Cependant, l'événement ne fut pas fatal. Il ne constitue qu'un simple maillon dans une chaîne d'événements historiques pouvant contribuer à expliquer la disparition d'Alexandrie. Il faut aussi se rappeler qu'Alexandrie a brillé des feux de l'activité scientifique pendant 600 autres années après le fameux incendie. Ce n'est que l'entrée dans la ville des Arabes de Amr ibn el-As, en 640, qui consacra la ruine définitive de la ville.
L'âge d'or des grammairiens
À l'époque de l'incendie existait dans un autre quartier,
une seconde bibliothèque, construite par Ptolémée II,
qui contenait près de 33 % de toute la collection de la ville, et
cette bibliothèque demeurait intacte. César aurait immédiatement
entrepris la restauration de la première Bibliothèque. Cléopâtre
compléta ses efforts et Antoine lui fit don de la bibliothèque
de Pergame. Sous la tutelle romaine, l'activité intellectuelle florissait
encore, de nouveaux édifices, palais, sanctuaires et temples furent
bâtis. Ptolémée l'astronome (rien à voir avec
les Lagides) et peut-être plus tard Diophante appartinrent au Musée.

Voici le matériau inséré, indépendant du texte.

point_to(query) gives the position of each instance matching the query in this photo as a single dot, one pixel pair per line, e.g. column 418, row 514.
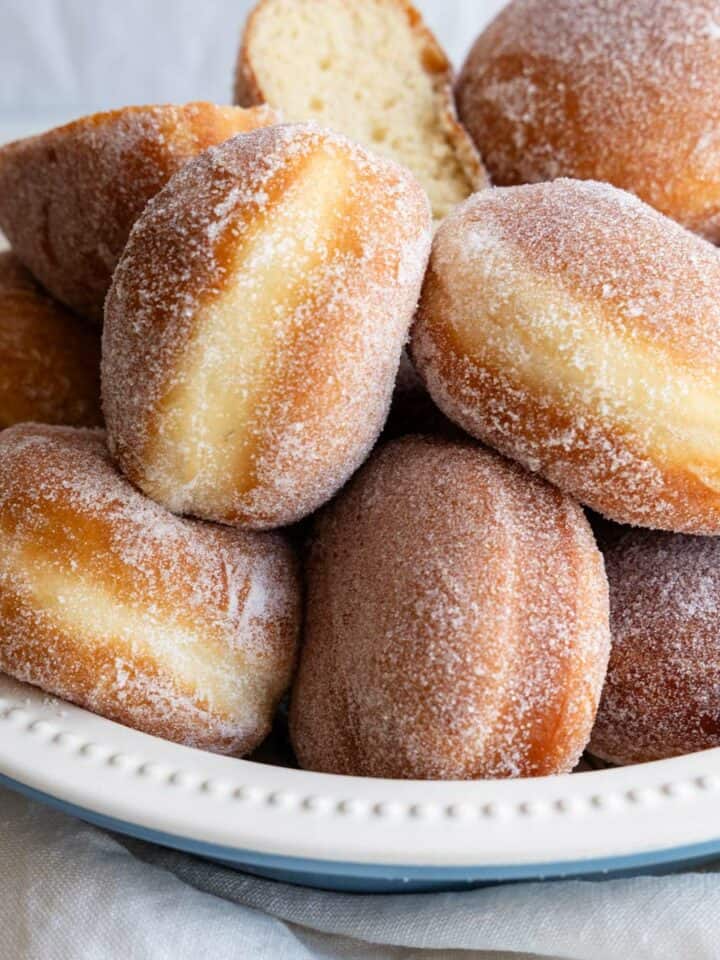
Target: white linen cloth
column 71, row 892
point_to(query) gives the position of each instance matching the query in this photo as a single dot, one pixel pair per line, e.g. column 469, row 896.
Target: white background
column 62, row 58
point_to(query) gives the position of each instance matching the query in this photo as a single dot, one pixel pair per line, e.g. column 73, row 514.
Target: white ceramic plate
column 353, row 833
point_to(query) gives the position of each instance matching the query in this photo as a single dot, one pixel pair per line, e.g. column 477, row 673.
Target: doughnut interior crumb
column 369, row 70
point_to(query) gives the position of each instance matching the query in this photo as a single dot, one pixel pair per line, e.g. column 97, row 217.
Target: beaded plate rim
column 79, row 758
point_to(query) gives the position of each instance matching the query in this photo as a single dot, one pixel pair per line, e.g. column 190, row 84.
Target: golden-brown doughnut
column 624, row 91
column 69, row 197
column 255, row 323
column 457, row 622
column 577, row 330
column 49, row 359
column 182, row 629
column 662, row 694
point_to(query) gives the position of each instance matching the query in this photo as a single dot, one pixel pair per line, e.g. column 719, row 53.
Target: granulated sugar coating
column 457, row 622
column 626, row 91
column 662, row 696
column 49, row 359
column 575, row 329
column 182, row 629
column 69, row 197
column 255, row 324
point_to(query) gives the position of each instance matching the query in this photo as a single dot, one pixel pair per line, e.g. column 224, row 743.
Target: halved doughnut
column 370, row 69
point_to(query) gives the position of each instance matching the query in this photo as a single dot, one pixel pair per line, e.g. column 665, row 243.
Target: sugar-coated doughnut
column 662, row 694
column 69, row 197
column 182, row 629
column 49, row 359
column 370, row 69
column 577, row 330
column 255, row 323
column 456, row 623
column 624, row 91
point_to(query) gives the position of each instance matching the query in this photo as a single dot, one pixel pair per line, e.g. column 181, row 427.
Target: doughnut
column 255, row 323
column 69, row 197
column 178, row 628
column 575, row 329
column 623, row 91
column 370, row 69
column 456, row 622
column 49, row 359
column 662, row 694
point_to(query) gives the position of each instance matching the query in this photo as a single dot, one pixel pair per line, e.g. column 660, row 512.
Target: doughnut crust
column 255, row 323
column 662, row 694
column 69, row 197
column 575, row 329
column 623, row 91
column 49, row 359
column 182, row 629
column 456, row 623
column 370, row 69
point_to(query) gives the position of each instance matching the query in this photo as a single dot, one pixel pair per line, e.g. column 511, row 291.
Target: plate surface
column 352, row 833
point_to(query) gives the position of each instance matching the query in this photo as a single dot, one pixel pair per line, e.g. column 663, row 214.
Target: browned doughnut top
column 662, row 694
column 49, row 358
column 456, row 621
column 576, row 329
column 255, row 324
column 69, row 197
column 626, row 91
column 183, row 629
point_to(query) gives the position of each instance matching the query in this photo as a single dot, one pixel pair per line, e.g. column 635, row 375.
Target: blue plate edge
column 329, row 874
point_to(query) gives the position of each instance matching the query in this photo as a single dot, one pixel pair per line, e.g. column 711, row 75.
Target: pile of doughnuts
column 474, row 559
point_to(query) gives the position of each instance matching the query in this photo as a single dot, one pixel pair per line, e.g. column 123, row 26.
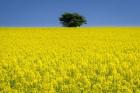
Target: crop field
column 70, row 60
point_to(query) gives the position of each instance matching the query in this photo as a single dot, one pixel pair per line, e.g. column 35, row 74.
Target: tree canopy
column 72, row 20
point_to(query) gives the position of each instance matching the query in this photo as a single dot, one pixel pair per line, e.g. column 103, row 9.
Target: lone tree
column 72, row 20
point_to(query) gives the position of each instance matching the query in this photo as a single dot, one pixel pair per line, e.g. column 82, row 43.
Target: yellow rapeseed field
column 70, row 60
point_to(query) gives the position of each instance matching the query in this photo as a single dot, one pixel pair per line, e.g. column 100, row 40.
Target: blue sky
column 46, row 12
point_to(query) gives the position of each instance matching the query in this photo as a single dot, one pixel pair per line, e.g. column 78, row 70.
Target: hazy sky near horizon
column 46, row 12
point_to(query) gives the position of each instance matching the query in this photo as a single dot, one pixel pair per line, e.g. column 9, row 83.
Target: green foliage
column 76, row 60
column 72, row 20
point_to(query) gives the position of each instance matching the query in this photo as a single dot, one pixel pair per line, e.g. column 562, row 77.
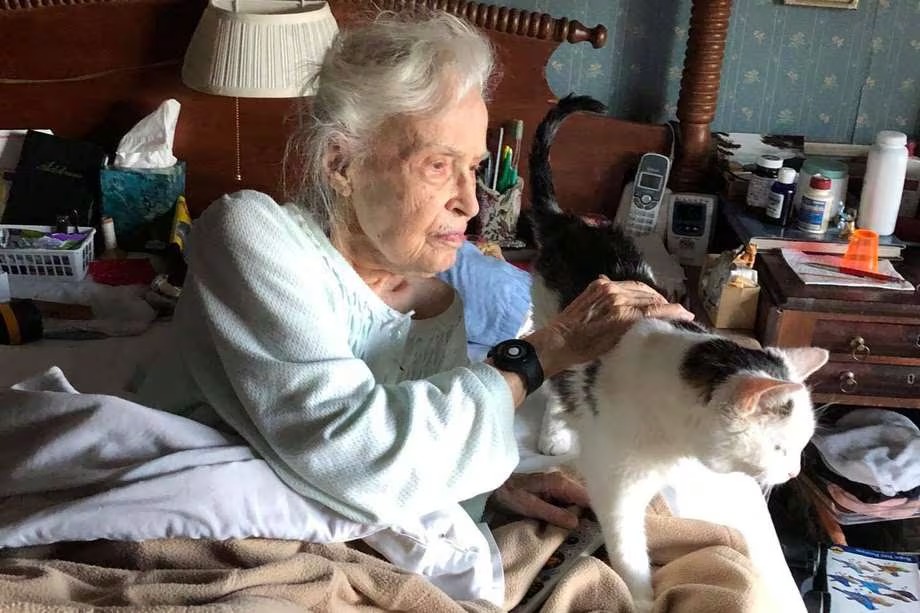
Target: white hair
column 392, row 67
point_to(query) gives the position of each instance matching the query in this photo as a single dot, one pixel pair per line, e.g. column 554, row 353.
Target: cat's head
column 765, row 417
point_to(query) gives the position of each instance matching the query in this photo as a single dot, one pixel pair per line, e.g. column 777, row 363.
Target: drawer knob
column 860, row 348
column 848, row 382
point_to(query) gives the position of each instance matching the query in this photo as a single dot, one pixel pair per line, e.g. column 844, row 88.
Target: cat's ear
column 806, row 360
column 751, row 393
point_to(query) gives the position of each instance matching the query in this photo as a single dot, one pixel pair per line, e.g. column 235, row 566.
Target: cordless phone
column 640, row 210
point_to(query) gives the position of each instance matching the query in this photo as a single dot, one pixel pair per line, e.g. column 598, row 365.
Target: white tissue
column 149, row 143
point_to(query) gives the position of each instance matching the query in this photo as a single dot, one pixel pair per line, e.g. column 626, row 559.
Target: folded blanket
column 703, row 569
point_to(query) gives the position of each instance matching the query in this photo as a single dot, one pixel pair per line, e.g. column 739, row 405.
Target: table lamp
column 258, row 49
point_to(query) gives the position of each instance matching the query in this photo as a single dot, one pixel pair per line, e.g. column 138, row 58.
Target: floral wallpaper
column 831, row 74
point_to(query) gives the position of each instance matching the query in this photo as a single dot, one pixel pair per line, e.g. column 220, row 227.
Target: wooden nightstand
column 873, row 335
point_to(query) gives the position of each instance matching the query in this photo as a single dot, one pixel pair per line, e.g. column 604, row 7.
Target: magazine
column 860, row 580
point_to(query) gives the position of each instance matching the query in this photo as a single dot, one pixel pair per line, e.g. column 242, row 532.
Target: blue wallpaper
column 830, row 74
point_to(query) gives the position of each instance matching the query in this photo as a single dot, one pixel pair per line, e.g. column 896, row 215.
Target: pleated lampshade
column 258, row 48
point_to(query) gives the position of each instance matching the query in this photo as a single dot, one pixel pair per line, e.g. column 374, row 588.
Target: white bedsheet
column 733, row 500
column 83, row 467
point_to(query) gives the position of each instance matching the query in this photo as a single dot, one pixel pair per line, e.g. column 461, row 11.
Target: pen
column 855, row 272
column 518, row 129
column 505, row 170
column 498, row 157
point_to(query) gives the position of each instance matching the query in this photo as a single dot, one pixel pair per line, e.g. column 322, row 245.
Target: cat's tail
column 542, row 193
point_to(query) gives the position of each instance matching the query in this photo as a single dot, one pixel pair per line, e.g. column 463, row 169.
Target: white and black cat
column 668, row 391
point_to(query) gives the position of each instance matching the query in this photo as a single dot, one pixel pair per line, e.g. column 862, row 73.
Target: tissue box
column 734, row 307
column 141, row 202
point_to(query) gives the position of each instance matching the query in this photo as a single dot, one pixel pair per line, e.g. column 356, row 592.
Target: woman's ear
column 336, row 165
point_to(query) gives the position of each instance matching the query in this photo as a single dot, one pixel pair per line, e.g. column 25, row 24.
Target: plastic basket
column 63, row 264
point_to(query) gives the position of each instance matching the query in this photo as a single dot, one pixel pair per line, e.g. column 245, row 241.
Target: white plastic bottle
column 884, row 183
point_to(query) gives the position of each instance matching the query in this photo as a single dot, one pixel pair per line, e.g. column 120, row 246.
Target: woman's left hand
column 538, row 496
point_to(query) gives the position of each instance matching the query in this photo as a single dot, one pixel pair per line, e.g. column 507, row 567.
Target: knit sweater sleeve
column 288, row 380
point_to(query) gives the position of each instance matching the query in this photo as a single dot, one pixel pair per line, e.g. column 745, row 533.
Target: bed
column 92, row 68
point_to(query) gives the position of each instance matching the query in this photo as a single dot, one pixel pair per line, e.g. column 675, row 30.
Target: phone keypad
column 641, row 220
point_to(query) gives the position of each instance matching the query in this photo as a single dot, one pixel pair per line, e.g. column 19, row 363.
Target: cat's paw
column 558, row 442
column 643, row 605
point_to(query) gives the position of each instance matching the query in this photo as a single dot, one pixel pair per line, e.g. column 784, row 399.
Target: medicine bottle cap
column 770, row 161
column 819, row 182
column 832, row 169
column 891, row 138
column 786, row 175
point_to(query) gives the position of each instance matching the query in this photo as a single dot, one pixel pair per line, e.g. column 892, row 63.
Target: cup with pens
column 499, row 189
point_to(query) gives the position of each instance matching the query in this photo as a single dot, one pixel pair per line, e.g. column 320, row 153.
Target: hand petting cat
column 593, row 322
column 542, row 496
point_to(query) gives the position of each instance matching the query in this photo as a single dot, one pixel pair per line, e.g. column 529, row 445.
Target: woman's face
column 414, row 193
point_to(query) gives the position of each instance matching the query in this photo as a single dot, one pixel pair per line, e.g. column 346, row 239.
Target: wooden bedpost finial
column 507, row 20
column 699, row 90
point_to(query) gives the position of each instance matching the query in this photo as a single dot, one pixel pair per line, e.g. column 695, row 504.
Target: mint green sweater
column 353, row 404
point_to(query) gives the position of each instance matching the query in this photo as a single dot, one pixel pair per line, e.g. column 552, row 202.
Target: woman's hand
column 593, row 323
column 542, row 496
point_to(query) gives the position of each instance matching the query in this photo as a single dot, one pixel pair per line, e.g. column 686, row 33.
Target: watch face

C'est donc dire que l'activité intellectuelle d'Alexandrie ne s'était
pas éteinte. Mais rhéteurs et grammairiens supplantaient
en nombre les savants qui cultivaient les sciences exactes.
Il est toujours futile de croire qu'un seul événement ou encore la décision d'un seul individu puisse infléchir inexorablement le cours de l'histoire. C'est plutôt un tissu subtil de petits événements ou l'action volontaire ou non de nombreux individus qui décide du cours de demain.
Quelle fut alors l'une des causes probables du déclin d'Alexandrie? Le progrès du christianisme. L'enseignement du Musée restait placé sous le signe du polythéisme. À partir d'une époque, tout ce qui ne fut pas chrétien fut persécuté ou éliminé ou perdit substantiellement de son crédit. La science et la philosophie, écrit Ferdinand Lot, impuissantes à lutter contre le mysticisme, qui procure à l'initié l'union avec l'être absolu, furent submergées par ce torrent de religiosité venu d'Orient, lequel, à partir surtout du premier siècle de notre ère, ne souffre rien en dehors de lui. Ce jugement paraît simplement libellé mais explique néanmoins en partie le millénaire d'obscurantisme dans lequel fut plongé l'Occident. À côté du monde chrétien toutefois, il importe de mentionner que l'Islam connut une riche vie intellectuelle et nous savons aujourd'hui le service qu'il rendit à l'Occident en sauvegardant, en transmettant et en améliorant le bagage de connaissances dont il avait hérité.
Ah! Intégrisme de toute nature quand tu nous tiens! Et aujourd'hui, par rapport à la vie universitaire, qu'en est-il du progrès néo-libéral?